Spherical grinding (convex grinding)
The convex grinding is also referred to as convex grinding and is curved outwards towards the cutting edge. Due to its high stability, the convex cut is primarily used for outdoor and survival knives as well as hatchets and axes where the emphasis is on chopping and lever action. As the cutting edge does not consist of surfaces as with the other grindings but of two opposite radii, the blade must be sharpened on an elastic carrier material such as a grinding belt or sandpaper with a soft backing.
The Scandi grinding describes a flat grinding that only starts at approx. 50 % to 75 % of the blade height and converges from the full width in the bevel without any further chamfer. It thus combines an extremely sharp cutting edge with high blade stability. Thus, the Scandi-Grind is excellently suited for carving fresh and dry wood, for feathering sticks and similar Bushcraft techniques. This is why it is particularly suitable for hunting and outdoor knives of Scandinavian design.

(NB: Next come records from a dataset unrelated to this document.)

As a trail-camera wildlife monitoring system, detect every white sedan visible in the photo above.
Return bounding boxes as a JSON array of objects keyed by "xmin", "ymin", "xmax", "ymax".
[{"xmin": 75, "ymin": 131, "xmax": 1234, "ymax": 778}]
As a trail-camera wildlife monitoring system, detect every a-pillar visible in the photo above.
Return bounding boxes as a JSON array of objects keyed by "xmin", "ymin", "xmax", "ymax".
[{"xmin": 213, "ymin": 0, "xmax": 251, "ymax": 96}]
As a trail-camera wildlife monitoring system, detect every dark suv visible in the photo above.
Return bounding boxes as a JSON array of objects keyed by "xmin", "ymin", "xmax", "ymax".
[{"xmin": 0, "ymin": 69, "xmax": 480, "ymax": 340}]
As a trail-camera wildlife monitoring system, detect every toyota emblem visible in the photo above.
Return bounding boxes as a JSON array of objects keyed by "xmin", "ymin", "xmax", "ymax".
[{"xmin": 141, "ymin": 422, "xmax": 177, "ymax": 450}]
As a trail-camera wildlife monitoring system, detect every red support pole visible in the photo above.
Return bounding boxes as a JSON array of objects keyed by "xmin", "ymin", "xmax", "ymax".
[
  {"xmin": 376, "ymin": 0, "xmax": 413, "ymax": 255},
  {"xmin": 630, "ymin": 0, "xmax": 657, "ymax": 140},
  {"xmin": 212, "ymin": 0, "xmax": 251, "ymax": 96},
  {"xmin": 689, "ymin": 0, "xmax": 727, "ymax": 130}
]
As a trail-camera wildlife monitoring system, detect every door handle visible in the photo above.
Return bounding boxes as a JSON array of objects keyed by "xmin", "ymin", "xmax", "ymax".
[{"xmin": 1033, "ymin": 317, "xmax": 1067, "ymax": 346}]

The Scandi grinding is easy to resharpen on a straight bench grindstone, as the entire surface is simply laid on and the angle can be easily maintained.
In Europe, single-sided grinding (chisel grinding) has always been used for hand tools for wood and leather processing as well as gardening knives and peeling irons. It is mainly used when thin chips have to be removed from the material to be cut or when very precise work is required. One side of the blade is ground flat or minimally hollow, the other side is equipped with an angled flat grinding. In Japan the Kiridashi has been widely used for centuries and also in the West the traditional knife is becoming more and more popular as an everyday and outdoor knife due to its compact size. An advantage of this sharpening is the simple one-sided sharpening. It also enables precise cutting of wood or raw fish, such as when preparing sushi. For right- and left-handed people, the following grindings are available from different sides.